LOOK UP ON A CLEAR, MOONLESS night, far from city lights, and you can see thousands of stars twinkling in the dark vault of the sky. Astronomers, of course, will assure you that the stars aren’t really twinkling. Rather, it’s an illusion caused by the shimmering of Earth’s atmosphere, something like the rippling air you see coming off the hood of a car on a hot summer day.
In fact, many stars are twinkling, if only in a way that a clear-eyed telescope orbiting high above the atmosphere can make out. More precisely, the stars are winking at us, dimming just a bit on a schedule as precise as clockwork. Others are wobbling in place, moving toward us and away, then back again with the same sort of rhythm.
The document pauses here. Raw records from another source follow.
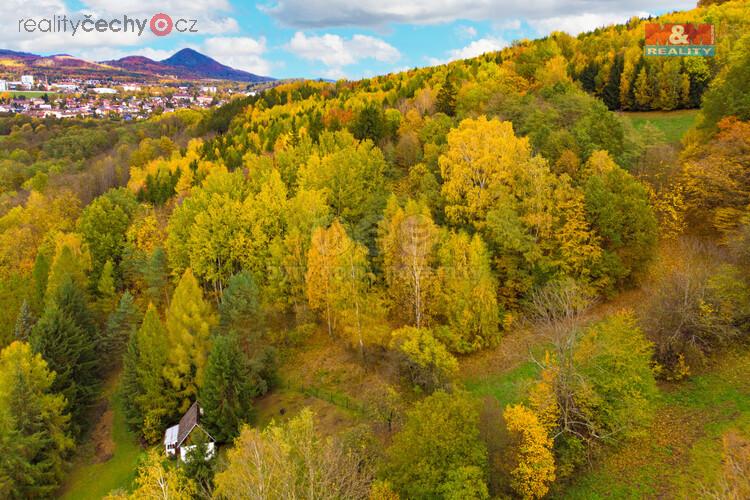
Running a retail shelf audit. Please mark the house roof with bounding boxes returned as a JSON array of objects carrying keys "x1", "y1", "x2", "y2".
[
  {"x1": 164, "y1": 425, "x2": 180, "y2": 446},
  {"x1": 164, "y1": 401, "x2": 215, "y2": 447},
  {"x1": 177, "y1": 401, "x2": 200, "y2": 446}
]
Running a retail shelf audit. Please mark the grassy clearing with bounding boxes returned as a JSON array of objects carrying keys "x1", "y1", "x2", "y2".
[
  {"x1": 556, "y1": 351, "x2": 750, "y2": 499},
  {"x1": 464, "y1": 361, "x2": 539, "y2": 408},
  {"x1": 622, "y1": 109, "x2": 698, "y2": 144},
  {"x1": 62, "y1": 377, "x2": 143, "y2": 500}
]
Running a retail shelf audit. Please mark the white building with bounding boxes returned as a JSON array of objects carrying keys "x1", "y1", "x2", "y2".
[{"x1": 164, "y1": 401, "x2": 216, "y2": 462}]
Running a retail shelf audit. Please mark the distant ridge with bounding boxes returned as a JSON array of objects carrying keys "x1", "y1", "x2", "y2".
[{"x1": 0, "y1": 49, "x2": 274, "y2": 83}]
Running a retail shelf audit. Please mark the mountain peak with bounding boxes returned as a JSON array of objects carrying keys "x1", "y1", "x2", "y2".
[{"x1": 161, "y1": 48, "x2": 214, "y2": 67}]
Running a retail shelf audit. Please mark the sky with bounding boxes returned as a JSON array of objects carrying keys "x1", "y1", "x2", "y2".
[{"x1": 0, "y1": 0, "x2": 696, "y2": 79}]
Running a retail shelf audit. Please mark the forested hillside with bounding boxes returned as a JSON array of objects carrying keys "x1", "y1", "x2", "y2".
[{"x1": 0, "y1": 1, "x2": 750, "y2": 499}]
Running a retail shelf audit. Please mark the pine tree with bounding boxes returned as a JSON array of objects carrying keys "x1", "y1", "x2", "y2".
[
  {"x1": 31, "y1": 249, "x2": 50, "y2": 314},
  {"x1": 602, "y1": 54, "x2": 625, "y2": 110},
  {"x1": 52, "y1": 277, "x2": 101, "y2": 349},
  {"x1": 14, "y1": 299, "x2": 34, "y2": 342},
  {"x1": 29, "y1": 304, "x2": 99, "y2": 434},
  {"x1": 95, "y1": 260, "x2": 117, "y2": 320},
  {"x1": 219, "y1": 271, "x2": 262, "y2": 337},
  {"x1": 142, "y1": 247, "x2": 169, "y2": 307},
  {"x1": 435, "y1": 76, "x2": 456, "y2": 116},
  {"x1": 164, "y1": 268, "x2": 216, "y2": 411},
  {"x1": 122, "y1": 305, "x2": 178, "y2": 443},
  {"x1": 0, "y1": 342, "x2": 73, "y2": 499},
  {"x1": 101, "y1": 291, "x2": 140, "y2": 367},
  {"x1": 200, "y1": 334, "x2": 268, "y2": 442},
  {"x1": 633, "y1": 65, "x2": 654, "y2": 110}
]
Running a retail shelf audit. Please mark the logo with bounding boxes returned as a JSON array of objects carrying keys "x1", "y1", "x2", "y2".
[
  {"x1": 643, "y1": 23, "x2": 716, "y2": 57},
  {"x1": 18, "y1": 12, "x2": 198, "y2": 36},
  {"x1": 148, "y1": 13, "x2": 173, "y2": 36}
]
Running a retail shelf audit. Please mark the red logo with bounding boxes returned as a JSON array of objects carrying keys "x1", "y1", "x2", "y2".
[
  {"x1": 646, "y1": 23, "x2": 714, "y2": 46},
  {"x1": 148, "y1": 13, "x2": 172, "y2": 36}
]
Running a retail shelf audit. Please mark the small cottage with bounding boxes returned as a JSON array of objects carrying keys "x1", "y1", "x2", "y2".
[{"x1": 164, "y1": 401, "x2": 216, "y2": 462}]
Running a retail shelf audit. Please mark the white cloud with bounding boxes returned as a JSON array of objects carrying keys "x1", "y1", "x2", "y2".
[
  {"x1": 456, "y1": 26, "x2": 477, "y2": 39},
  {"x1": 497, "y1": 19, "x2": 521, "y2": 31},
  {"x1": 199, "y1": 36, "x2": 271, "y2": 76},
  {"x1": 425, "y1": 37, "x2": 508, "y2": 66},
  {"x1": 286, "y1": 31, "x2": 401, "y2": 78},
  {"x1": 529, "y1": 11, "x2": 648, "y2": 35},
  {"x1": 74, "y1": 47, "x2": 174, "y2": 61},
  {"x1": 260, "y1": 0, "x2": 695, "y2": 28},
  {"x1": 448, "y1": 37, "x2": 508, "y2": 60},
  {"x1": 0, "y1": 0, "x2": 239, "y2": 60}
]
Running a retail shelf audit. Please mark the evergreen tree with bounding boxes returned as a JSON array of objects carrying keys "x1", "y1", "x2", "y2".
[
  {"x1": 142, "y1": 247, "x2": 169, "y2": 307},
  {"x1": 14, "y1": 300, "x2": 34, "y2": 342},
  {"x1": 95, "y1": 260, "x2": 117, "y2": 320},
  {"x1": 101, "y1": 291, "x2": 140, "y2": 367},
  {"x1": 351, "y1": 103, "x2": 385, "y2": 143},
  {"x1": 31, "y1": 249, "x2": 50, "y2": 314},
  {"x1": 435, "y1": 76, "x2": 456, "y2": 116},
  {"x1": 200, "y1": 333, "x2": 268, "y2": 442},
  {"x1": 52, "y1": 277, "x2": 101, "y2": 349},
  {"x1": 219, "y1": 271, "x2": 262, "y2": 337},
  {"x1": 164, "y1": 268, "x2": 216, "y2": 411},
  {"x1": 122, "y1": 305, "x2": 177, "y2": 443},
  {"x1": 0, "y1": 342, "x2": 73, "y2": 499},
  {"x1": 602, "y1": 54, "x2": 625, "y2": 110},
  {"x1": 29, "y1": 304, "x2": 99, "y2": 433}
]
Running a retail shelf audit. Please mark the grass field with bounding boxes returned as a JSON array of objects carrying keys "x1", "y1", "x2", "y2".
[
  {"x1": 555, "y1": 351, "x2": 750, "y2": 500},
  {"x1": 62, "y1": 376, "x2": 143, "y2": 500},
  {"x1": 464, "y1": 361, "x2": 539, "y2": 408},
  {"x1": 622, "y1": 109, "x2": 698, "y2": 144}
]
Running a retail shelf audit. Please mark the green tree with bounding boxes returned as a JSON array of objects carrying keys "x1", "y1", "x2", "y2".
[
  {"x1": 122, "y1": 305, "x2": 178, "y2": 443},
  {"x1": 389, "y1": 326, "x2": 458, "y2": 391},
  {"x1": 215, "y1": 409, "x2": 372, "y2": 499},
  {"x1": 101, "y1": 291, "x2": 141, "y2": 367},
  {"x1": 78, "y1": 188, "x2": 138, "y2": 283},
  {"x1": 435, "y1": 75, "x2": 456, "y2": 116},
  {"x1": 200, "y1": 333, "x2": 268, "y2": 443},
  {"x1": 382, "y1": 391, "x2": 488, "y2": 498},
  {"x1": 584, "y1": 151, "x2": 658, "y2": 290},
  {"x1": 700, "y1": 36, "x2": 750, "y2": 132},
  {"x1": 299, "y1": 132, "x2": 388, "y2": 241},
  {"x1": 438, "y1": 232, "x2": 500, "y2": 353},
  {"x1": 29, "y1": 280, "x2": 99, "y2": 433},
  {"x1": 351, "y1": 103, "x2": 385, "y2": 143},
  {"x1": 219, "y1": 271, "x2": 263, "y2": 339},
  {"x1": 0, "y1": 342, "x2": 73, "y2": 499},
  {"x1": 13, "y1": 300, "x2": 34, "y2": 342}
]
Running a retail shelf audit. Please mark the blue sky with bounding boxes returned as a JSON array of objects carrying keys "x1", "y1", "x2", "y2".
[{"x1": 0, "y1": 0, "x2": 695, "y2": 78}]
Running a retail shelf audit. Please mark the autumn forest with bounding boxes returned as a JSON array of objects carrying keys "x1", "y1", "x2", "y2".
[{"x1": 0, "y1": 0, "x2": 750, "y2": 500}]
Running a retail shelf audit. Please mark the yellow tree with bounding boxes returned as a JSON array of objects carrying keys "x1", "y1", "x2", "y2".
[
  {"x1": 305, "y1": 221, "x2": 369, "y2": 349},
  {"x1": 503, "y1": 405, "x2": 555, "y2": 499},
  {"x1": 439, "y1": 232, "x2": 500, "y2": 352},
  {"x1": 378, "y1": 196, "x2": 438, "y2": 328},
  {"x1": 439, "y1": 116, "x2": 531, "y2": 228},
  {"x1": 164, "y1": 268, "x2": 216, "y2": 411}
]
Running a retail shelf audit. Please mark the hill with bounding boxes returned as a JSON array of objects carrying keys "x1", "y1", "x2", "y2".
[{"x1": 0, "y1": 49, "x2": 273, "y2": 83}]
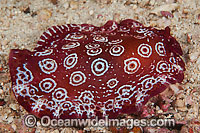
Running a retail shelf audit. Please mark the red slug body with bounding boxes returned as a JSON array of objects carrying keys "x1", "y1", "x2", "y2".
[{"x1": 9, "y1": 19, "x2": 185, "y2": 119}]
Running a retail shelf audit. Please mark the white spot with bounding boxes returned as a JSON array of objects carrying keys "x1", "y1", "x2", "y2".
[
  {"x1": 38, "y1": 58, "x2": 57, "y2": 74},
  {"x1": 107, "y1": 78, "x2": 119, "y2": 89},
  {"x1": 69, "y1": 71, "x2": 86, "y2": 86},
  {"x1": 39, "y1": 78, "x2": 57, "y2": 93},
  {"x1": 155, "y1": 42, "x2": 166, "y2": 56},
  {"x1": 52, "y1": 88, "x2": 68, "y2": 102},
  {"x1": 91, "y1": 58, "x2": 109, "y2": 76}
]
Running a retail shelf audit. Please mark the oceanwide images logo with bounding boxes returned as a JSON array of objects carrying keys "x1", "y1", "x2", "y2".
[{"x1": 24, "y1": 115, "x2": 175, "y2": 129}]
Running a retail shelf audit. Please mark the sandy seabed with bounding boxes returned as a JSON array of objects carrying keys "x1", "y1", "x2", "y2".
[{"x1": 0, "y1": 0, "x2": 200, "y2": 133}]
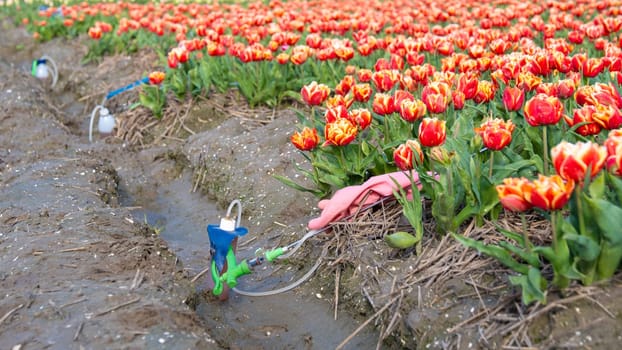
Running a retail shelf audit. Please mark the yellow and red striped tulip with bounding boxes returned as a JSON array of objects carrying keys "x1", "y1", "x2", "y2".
[
  {"x1": 592, "y1": 104, "x2": 622, "y2": 130},
  {"x1": 149, "y1": 71, "x2": 166, "y2": 85},
  {"x1": 501, "y1": 86, "x2": 525, "y2": 112},
  {"x1": 475, "y1": 118, "x2": 515, "y2": 151},
  {"x1": 496, "y1": 177, "x2": 533, "y2": 212},
  {"x1": 324, "y1": 118, "x2": 358, "y2": 146},
  {"x1": 393, "y1": 140, "x2": 423, "y2": 170},
  {"x1": 605, "y1": 129, "x2": 622, "y2": 176},
  {"x1": 523, "y1": 94, "x2": 564, "y2": 126},
  {"x1": 290, "y1": 127, "x2": 320, "y2": 151},
  {"x1": 525, "y1": 174, "x2": 574, "y2": 211},
  {"x1": 419, "y1": 118, "x2": 447, "y2": 147},
  {"x1": 300, "y1": 81, "x2": 330, "y2": 106},
  {"x1": 352, "y1": 83, "x2": 372, "y2": 102},
  {"x1": 399, "y1": 99, "x2": 427, "y2": 123},
  {"x1": 564, "y1": 105, "x2": 602, "y2": 136},
  {"x1": 372, "y1": 92, "x2": 395, "y2": 115},
  {"x1": 551, "y1": 141, "x2": 607, "y2": 183},
  {"x1": 347, "y1": 108, "x2": 372, "y2": 130}
]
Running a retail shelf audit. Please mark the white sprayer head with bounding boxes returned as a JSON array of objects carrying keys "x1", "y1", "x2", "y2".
[{"x1": 97, "y1": 108, "x2": 116, "y2": 134}]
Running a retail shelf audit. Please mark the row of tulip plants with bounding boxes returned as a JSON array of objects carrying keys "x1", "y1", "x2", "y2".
[{"x1": 7, "y1": 0, "x2": 622, "y2": 304}]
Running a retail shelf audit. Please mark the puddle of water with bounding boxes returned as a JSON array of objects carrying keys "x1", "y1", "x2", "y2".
[{"x1": 126, "y1": 174, "x2": 377, "y2": 349}]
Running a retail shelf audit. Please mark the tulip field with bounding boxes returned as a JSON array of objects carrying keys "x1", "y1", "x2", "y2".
[{"x1": 3, "y1": 0, "x2": 622, "y2": 326}]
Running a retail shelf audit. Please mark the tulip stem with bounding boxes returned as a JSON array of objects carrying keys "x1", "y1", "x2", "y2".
[
  {"x1": 551, "y1": 211, "x2": 557, "y2": 250},
  {"x1": 520, "y1": 212, "x2": 531, "y2": 253},
  {"x1": 542, "y1": 125, "x2": 549, "y2": 175},
  {"x1": 575, "y1": 186, "x2": 585, "y2": 235}
]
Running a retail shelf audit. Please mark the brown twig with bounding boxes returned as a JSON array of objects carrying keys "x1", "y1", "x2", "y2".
[
  {"x1": 0, "y1": 304, "x2": 24, "y2": 324},
  {"x1": 94, "y1": 297, "x2": 140, "y2": 317},
  {"x1": 335, "y1": 295, "x2": 400, "y2": 350}
]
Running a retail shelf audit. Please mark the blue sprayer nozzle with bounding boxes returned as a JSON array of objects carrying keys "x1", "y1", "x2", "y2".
[{"x1": 207, "y1": 225, "x2": 250, "y2": 295}]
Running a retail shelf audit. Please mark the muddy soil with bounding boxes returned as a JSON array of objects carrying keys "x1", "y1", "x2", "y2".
[{"x1": 0, "y1": 15, "x2": 622, "y2": 349}]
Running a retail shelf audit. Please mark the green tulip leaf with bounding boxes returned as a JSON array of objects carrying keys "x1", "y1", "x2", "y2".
[
  {"x1": 564, "y1": 233, "x2": 600, "y2": 262},
  {"x1": 607, "y1": 173, "x2": 622, "y2": 203},
  {"x1": 588, "y1": 173, "x2": 605, "y2": 198},
  {"x1": 384, "y1": 231, "x2": 421, "y2": 249},
  {"x1": 583, "y1": 196, "x2": 622, "y2": 245},
  {"x1": 510, "y1": 267, "x2": 546, "y2": 305},
  {"x1": 451, "y1": 233, "x2": 529, "y2": 274}
]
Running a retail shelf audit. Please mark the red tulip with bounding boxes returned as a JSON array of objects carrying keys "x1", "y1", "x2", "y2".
[
  {"x1": 352, "y1": 83, "x2": 371, "y2": 102},
  {"x1": 525, "y1": 175, "x2": 574, "y2": 210},
  {"x1": 291, "y1": 127, "x2": 320, "y2": 151},
  {"x1": 419, "y1": 118, "x2": 447, "y2": 147},
  {"x1": 605, "y1": 129, "x2": 622, "y2": 176},
  {"x1": 324, "y1": 118, "x2": 358, "y2": 146},
  {"x1": 421, "y1": 81, "x2": 451, "y2": 113},
  {"x1": 473, "y1": 80, "x2": 497, "y2": 103},
  {"x1": 582, "y1": 57, "x2": 605, "y2": 78},
  {"x1": 496, "y1": 178, "x2": 533, "y2": 212},
  {"x1": 372, "y1": 92, "x2": 395, "y2": 115},
  {"x1": 393, "y1": 140, "x2": 423, "y2": 170},
  {"x1": 564, "y1": 105, "x2": 602, "y2": 136},
  {"x1": 592, "y1": 104, "x2": 622, "y2": 130},
  {"x1": 300, "y1": 81, "x2": 330, "y2": 106},
  {"x1": 523, "y1": 94, "x2": 564, "y2": 126},
  {"x1": 347, "y1": 108, "x2": 372, "y2": 130},
  {"x1": 551, "y1": 141, "x2": 607, "y2": 183},
  {"x1": 399, "y1": 99, "x2": 427, "y2": 123},
  {"x1": 475, "y1": 118, "x2": 515, "y2": 151},
  {"x1": 501, "y1": 86, "x2": 525, "y2": 112},
  {"x1": 371, "y1": 69, "x2": 399, "y2": 92},
  {"x1": 149, "y1": 71, "x2": 166, "y2": 85}
]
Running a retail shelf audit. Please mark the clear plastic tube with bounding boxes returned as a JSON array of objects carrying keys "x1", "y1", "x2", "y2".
[
  {"x1": 233, "y1": 250, "x2": 326, "y2": 297},
  {"x1": 41, "y1": 55, "x2": 58, "y2": 87}
]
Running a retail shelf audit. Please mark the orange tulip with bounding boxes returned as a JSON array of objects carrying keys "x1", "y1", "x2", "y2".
[
  {"x1": 582, "y1": 57, "x2": 605, "y2": 78},
  {"x1": 393, "y1": 140, "x2": 423, "y2": 170},
  {"x1": 324, "y1": 118, "x2": 358, "y2": 146},
  {"x1": 371, "y1": 69, "x2": 399, "y2": 92},
  {"x1": 393, "y1": 90, "x2": 415, "y2": 112},
  {"x1": 324, "y1": 105, "x2": 348, "y2": 123},
  {"x1": 525, "y1": 174, "x2": 574, "y2": 210},
  {"x1": 523, "y1": 94, "x2": 564, "y2": 126},
  {"x1": 291, "y1": 127, "x2": 320, "y2": 151},
  {"x1": 399, "y1": 99, "x2": 427, "y2": 123},
  {"x1": 372, "y1": 92, "x2": 395, "y2": 115},
  {"x1": 352, "y1": 83, "x2": 371, "y2": 102},
  {"x1": 557, "y1": 79, "x2": 576, "y2": 99},
  {"x1": 419, "y1": 118, "x2": 447, "y2": 147},
  {"x1": 516, "y1": 72, "x2": 542, "y2": 91},
  {"x1": 451, "y1": 91, "x2": 466, "y2": 111},
  {"x1": 300, "y1": 81, "x2": 330, "y2": 106},
  {"x1": 456, "y1": 72, "x2": 479, "y2": 100},
  {"x1": 592, "y1": 104, "x2": 622, "y2": 130},
  {"x1": 335, "y1": 75, "x2": 354, "y2": 96},
  {"x1": 501, "y1": 86, "x2": 525, "y2": 112},
  {"x1": 356, "y1": 68, "x2": 373, "y2": 83},
  {"x1": 475, "y1": 118, "x2": 515, "y2": 151},
  {"x1": 421, "y1": 81, "x2": 451, "y2": 113},
  {"x1": 575, "y1": 83, "x2": 622, "y2": 108},
  {"x1": 551, "y1": 141, "x2": 607, "y2": 183},
  {"x1": 564, "y1": 105, "x2": 602, "y2": 136},
  {"x1": 347, "y1": 108, "x2": 372, "y2": 130},
  {"x1": 88, "y1": 27, "x2": 102, "y2": 40},
  {"x1": 605, "y1": 129, "x2": 622, "y2": 176},
  {"x1": 496, "y1": 178, "x2": 533, "y2": 212},
  {"x1": 149, "y1": 71, "x2": 166, "y2": 85},
  {"x1": 473, "y1": 80, "x2": 497, "y2": 103}
]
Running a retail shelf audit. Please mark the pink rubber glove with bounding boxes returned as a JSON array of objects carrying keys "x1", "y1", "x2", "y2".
[{"x1": 307, "y1": 171, "x2": 421, "y2": 230}]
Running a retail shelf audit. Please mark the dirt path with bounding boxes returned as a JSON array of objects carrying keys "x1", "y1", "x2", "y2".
[{"x1": 0, "y1": 21, "x2": 217, "y2": 349}]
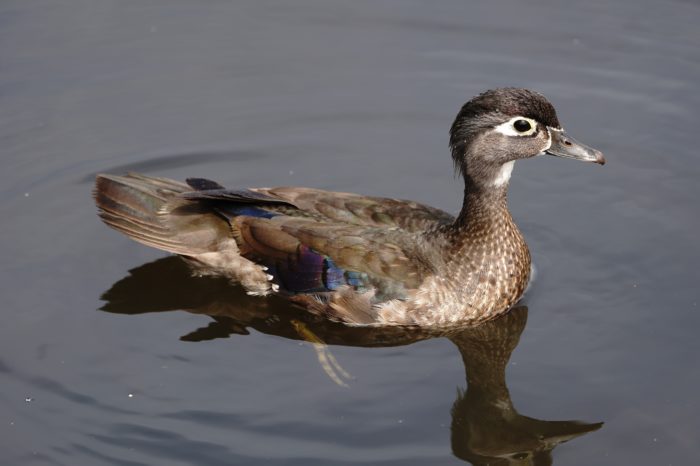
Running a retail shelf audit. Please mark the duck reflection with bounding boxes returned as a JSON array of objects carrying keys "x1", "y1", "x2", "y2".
[{"x1": 101, "y1": 257, "x2": 602, "y2": 466}]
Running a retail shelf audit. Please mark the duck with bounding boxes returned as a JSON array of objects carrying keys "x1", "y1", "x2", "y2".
[{"x1": 94, "y1": 87, "x2": 605, "y2": 329}]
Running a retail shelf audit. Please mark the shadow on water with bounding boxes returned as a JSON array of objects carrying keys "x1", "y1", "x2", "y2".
[{"x1": 101, "y1": 256, "x2": 603, "y2": 466}]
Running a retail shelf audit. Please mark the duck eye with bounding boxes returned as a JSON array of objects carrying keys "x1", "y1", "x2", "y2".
[{"x1": 513, "y1": 120, "x2": 532, "y2": 133}]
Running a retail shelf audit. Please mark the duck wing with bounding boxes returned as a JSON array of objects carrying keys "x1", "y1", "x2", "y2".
[
  {"x1": 183, "y1": 178, "x2": 454, "y2": 232},
  {"x1": 180, "y1": 179, "x2": 442, "y2": 300}
]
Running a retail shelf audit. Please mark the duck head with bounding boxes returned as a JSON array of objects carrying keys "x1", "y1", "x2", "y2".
[{"x1": 450, "y1": 88, "x2": 605, "y2": 188}]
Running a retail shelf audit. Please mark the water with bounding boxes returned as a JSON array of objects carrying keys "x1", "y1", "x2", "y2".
[{"x1": 0, "y1": 0, "x2": 700, "y2": 465}]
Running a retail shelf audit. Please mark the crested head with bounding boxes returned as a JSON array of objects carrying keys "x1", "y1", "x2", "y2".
[{"x1": 450, "y1": 87, "x2": 561, "y2": 187}]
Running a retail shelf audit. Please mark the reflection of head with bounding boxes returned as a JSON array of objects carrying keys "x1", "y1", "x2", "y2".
[
  {"x1": 450, "y1": 307, "x2": 602, "y2": 466},
  {"x1": 102, "y1": 257, "x2": 602, "y2": 466}
]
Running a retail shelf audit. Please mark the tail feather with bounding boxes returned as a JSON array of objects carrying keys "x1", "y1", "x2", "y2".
[{"x1": 94, "y1": 173, "x2": 228, "y2": 255}]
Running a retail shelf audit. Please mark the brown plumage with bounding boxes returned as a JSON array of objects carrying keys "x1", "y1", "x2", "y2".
[{"x1": 95, "y1": 88, "x2": 604, "y2": 327}]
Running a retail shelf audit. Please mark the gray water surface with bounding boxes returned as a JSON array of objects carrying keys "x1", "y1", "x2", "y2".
[{"x1": 0, "y1": 0, "x2": 700, "y2": 465}]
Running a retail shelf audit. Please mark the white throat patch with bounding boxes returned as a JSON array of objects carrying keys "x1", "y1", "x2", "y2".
[{"x1": 493, "y1": 160, "x2": 515, "y2": 187}]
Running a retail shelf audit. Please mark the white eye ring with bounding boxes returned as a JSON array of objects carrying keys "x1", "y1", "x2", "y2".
[{"x1": 494, "y1": 116, "x2": 537, "y2": 136}]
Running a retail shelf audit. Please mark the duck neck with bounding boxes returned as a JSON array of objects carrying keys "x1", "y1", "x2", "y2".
[{"x1": 453, "y1": 175, "x2": 510, "y2": 232}]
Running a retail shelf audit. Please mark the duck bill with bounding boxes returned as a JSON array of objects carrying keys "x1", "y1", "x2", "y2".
[{"x1": 544, "y1": 128, "x2": 605, "y2": 165}]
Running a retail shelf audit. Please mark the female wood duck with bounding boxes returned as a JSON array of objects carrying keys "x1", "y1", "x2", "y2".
[{"x1": 95, "y1": 88, "x2": 605, "y2": 328}]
The explanation for all this winking and wobbling is that most stars aren’t drifting through the Milky Way in solitude. They’re accompanied by planets, just as the sun is; those winks and wobbles are proof of that. When a planet passes precisely in front of its star from Earth’s point of view, the star dims subtly. Even when things aren’t lined up quite so perfectly, the planet’s gravity tugs the star to and fro as it orbits, causing measurable changes in starlight.
KEPLER TAKES AIM at the Milky Way. Each rectangle indicates a specific target region covered by one of the 42 paired photographic CCD elements.
By noting the winks and wobbles with exacting precision, astronomers have found thousands of alien worlds, called exoplanets, in an almost bewildering variety of sizes and orbits, since the first was discovered just two decades ago. As yet, none truly resemble our Earth—a world of similar size, orbiting at just the right distance from its star, so its temperature is neither too hot nor too cold to harbor life.
Astronomers are on the verge of finding one, though, and given how short a time they have been in the planet-hunting business, when they do, it will be an extraordinary achievement. “They discovered the first planet orbiting a sunlike star in 1995, when I was in college,” says Eric Ford, an astronomer at Penn State, “and now I get to help search for the first Earth-like planets. That’s pretty cool.”
It could also be transformative. Since ancient Greece at least, philosophers have argued the question of whether we are alone in the cosmos. While finding a second Earth won’t end that debate right away, it will take astrobiologists working at the intersection of astronomy and biology a big step closer by giving them somewhere to look.
FOR YEARS, THE ODDS-ON FAVORITE to make such a discovery was the Kepler mission, a telescope whose sole function since its 2009 launch was to stare ceaselessly at a field of some 156,000 stars located in the northern sky between the constellations Cygnus and Lyra, waiting for any to wink as a planet passes by. The project was developed by Bill Borucki at the NASA Ames Research Center in California (and was rejected four times before NASA finally gave it the go-ahead). Borucki reasoned that if you focus on just one star hoping a planet will pass it, you’ll almost certainly fail, as planet and star have to line up just right for the event to be visible. Look at many tens of thousands, however, and you’re a lot more likely to catch a planet in the act.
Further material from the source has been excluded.